Acrimonious / Queer as in Question Everything (Olivia Emden, United Kingdom)
In the more comedic strand, we find an endearing dramedy directed by Olivia Emden. Starting with a montage of the breakdown of a seemingly perfect relationship, the film opens to a definition of its title: “(typically of speech or discussion) angry or bitter”. It sets up the sequence of events in a quirky way, as we are instantly thrown into the hectic life of protagonist Emeka (Joey Akubeze) with full force, without evidence of sourness in the way he holds himself. The realistic nature of the film is what draws the viewer in, encapsulating us in the London lifestyle of the recently divorced Emeka, as he learns to deal with his return to working-class living. The middle-class dream is a topic of discussion in the film, layering these jestful fantasies with a genuine desire for a different life portrayed through trippy, drug-induced dream-states which work brilliantly alongside the more realistic scenes. Acrimonious uncovers the difficulty of a non-acrimonious separation, as Emeka finds himself struggling to deal with a divorce that feels nothing like what society builds it up to be. If you want a short that reminds you of the importance of family and friends through a lighthearted atmosphere, then Emden’s work ticks all the boxes.

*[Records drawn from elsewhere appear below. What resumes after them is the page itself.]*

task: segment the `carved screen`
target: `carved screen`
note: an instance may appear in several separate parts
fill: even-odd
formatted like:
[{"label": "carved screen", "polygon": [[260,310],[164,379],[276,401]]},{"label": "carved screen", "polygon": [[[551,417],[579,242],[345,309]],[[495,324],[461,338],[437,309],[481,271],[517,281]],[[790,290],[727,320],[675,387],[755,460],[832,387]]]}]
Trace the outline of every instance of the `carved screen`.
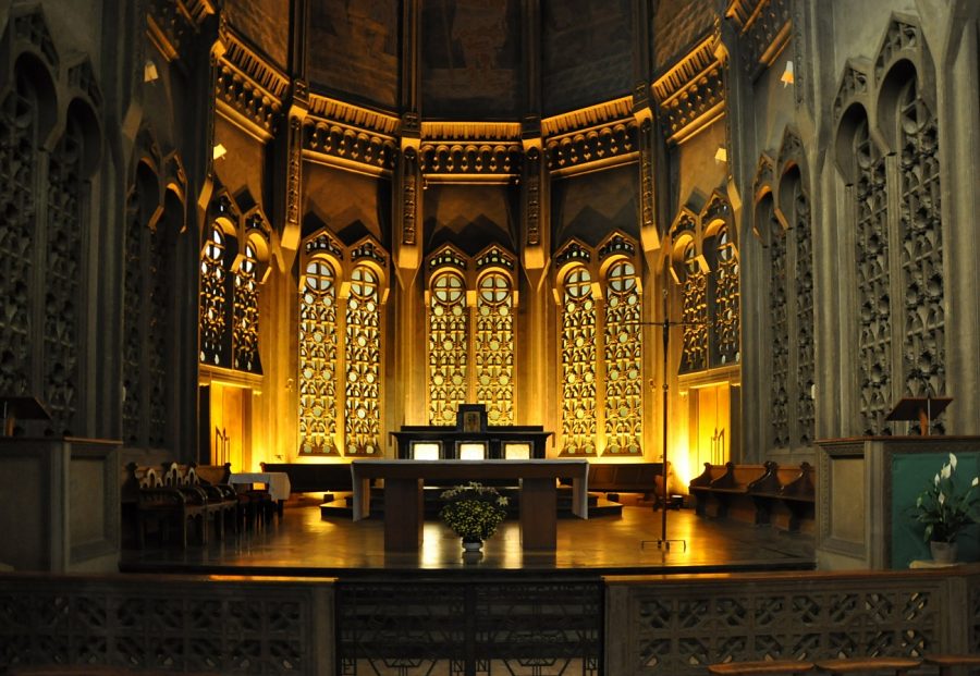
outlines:
[{"label": "carved screen", "polygon": [[769,321],[772,344],[770,361],[770,409],[772,445],[789,446],[789,298],[786,287],[789,261],[786,231],[775,217],[772,198],[762,204],[762,218],[769,228]]},{"label": "carved screen", "polygon": [[489,425],[514,422],[514,293],[511,280],[490,272],[479,281],[474,370],[476,401]]},{"label": "carved screen", "polygon": [[[22,89],[26,91],[22,93]],[[30,389],[30,278],[34,258],[36,197],[35,135],[37,108],[33,91],[20,78],[0,111],[0,391],[27,394]]]},{"label": "carved screen", "polygon": [[708,280],[697,258],[694,242],[684,248],[681,320],[684,322],[684,352],[681,372],[708,368]]},{"label": "carved screen", "polygon": [[51,429],[69,434],[77,408],[78,321],[82,303],[82,134],[69,121],[48,169],[48,249],[45,279],[45,386]]},{"label": "carved screen", "polygon": [[200,254],[200,361],[213,366],[229,366],[228,342],[228,272],[224,233],[216,224]]},{"label": "carved screen", "polygon": [[454,425],[456,409],[466,403],[468,339],[463,278],[438,272],[429,302],[429,425]]},{"label": "carved screen", "polygon": [[626,260],[607,273],[605,454],[640,452],[642,438],[642,308],[637,272]]},{"label": "carved screen", "polygon": [[860,433],[882,434],[890,431],[883,420],[892,380],[887,188],[884,157],[871,138],[867,119],[855,133],[854,158]]},{"label": "carved screen", "polygon": [[336,278],[314,258],[299,297],[299,452],[335,454]]},{"label": "carved screen", "polygon": [[235,368],[252,373],[262,372],[258,353],[258,281],[255,278],[257,266],[255,249],[250,244],[246,244],[245,257],[238,265],[234,279],[232,347]]},{"label": "carved screen", "polygon": [[737,364],[740,358],[738,258],[735,256],[735,244],[732,242],[727,226],[723,225],[718,231],[714,241],[716,268],[712,285],[714,298],[711,304],[714,310],[712,366],[725,366]]},{"label": "carved screen", "polygon": [[810,200],[803,182],[793,187],[793,236],[796,241],[796,443],[810,445],[817,434],[813,403],[816,345],[813,342],[813,243],[810,226]]},{"label": "carved screen", "polygon": [[596,305],[588,270],[562,287],[562,454],[596,453]]},{"label": "carved screen", "polygon": [[345,312],[344,444],[347,455],[381,453],[381,307],[377,273],[351,273]]},{"label": "carved screen", "polygon": [[915,78],[899,97],[898,128],[905,389],[924,396],[928,388],[928,394],[936,396],[946,390],[939,134]]}]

Unliveable / Striving to Be Seen (Matheus Farias and Enock Carvalho, Brazil)
At least 175 trans people were murdered in Brazil in 2020—that’s at least one person every 3 days. Unliveable explores the horror of living as a trans person in a city with violence on most street corners, blending naturalism with science fiction to draw you into the passion of the story. The film follows the trauma Marilene (Luciana Souza) goes through as she brings together the friends of her missing daughter Roberta, hoping to find her and bring her home safely. Unliveable plays on the increasing pressure of time, as the more hours that pass, the less likely Marilene is to ever see her daughter again. Whilst the magical realism of Farias and Carvalho’s narrative draws on an unlikely truth, the context of the film is all too real for trans people in Brazil. There is a systemic lack of care for Roberta, yet the film holds hope as Marilene follows her daughter to a better life. Unliveable touches on some tricky but important subjects, doing this with grace and uniqueness, offering light in the darkness of the streets of Brazil. It’s no wonder that it made its way onto the BFI Flare programme, after its considerable success at festivals across the seas.
The BFI Flare shorts programme is currently available to watch for free at BFI Player.